May 29, 2012 (Atlanta, Georgia) — Urologists were up in arms over the new guidelines against prostate-specific antigen (PSA) screening here at the American Urological Association (AUA) 2012 Annual Scientific Meeting, and pointed out they have different perspectives than primary care physicians.
Many older urologists remember a time when they regularly saw men with advanced prostate cancer at their first urology consult.
"It was as if people were drowning all around us," said Ian Thompson, MD, director of the Cancer Therapy & Research Center at the University of Texas Health Science Center at San Antonio, and chair of the AUA prostate cancer guideline panel. When the PSA test came along in the 1980s, urologists saw it as a life preserver that could save patients' lives by detecting prostate cancer at an earlier stage, he said.

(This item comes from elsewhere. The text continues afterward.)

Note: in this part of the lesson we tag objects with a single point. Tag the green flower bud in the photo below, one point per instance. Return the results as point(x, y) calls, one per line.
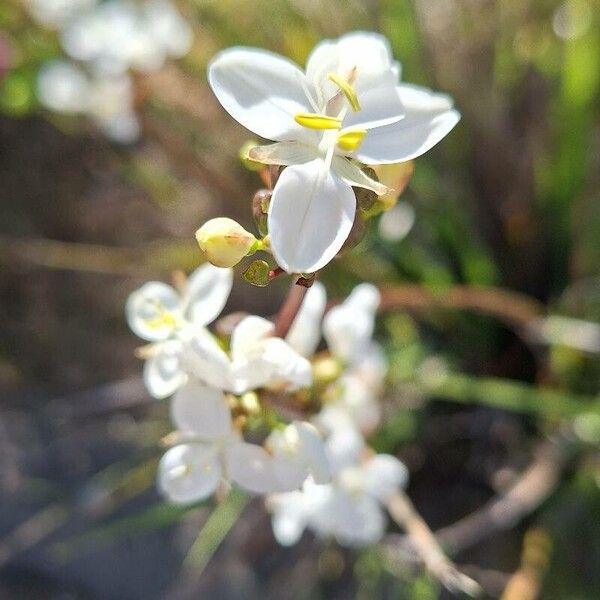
point(225, 242)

That might explain why emotions ran so high at the annual meeting, which coincided with the release of the federal guideline recommending against routine PSA tests for men of any age. The final guideline from the United States Preventive Services Task Force (USPSTF) recommends against routine PSA screening; it concludes that there is moderate certainty that the benefits do not outweigh the harms.
Entering the Lion's Den
"Telling us to 'cease and desist' from offering PSA tests is just callous," said William Catalona, MD, professor of urology at the Feinberg School of Medicine, Northwestern University, in Chicago, Illinois. In a debate that drew a standing-room-only crowd, Dr. Catalona went head to head with one of the guideline authors, Timothy Wilt, MD, MPH. The moderator of the debate thanked Dr. Wilt for "entering the lion's den" to represent the views of the USPSTF.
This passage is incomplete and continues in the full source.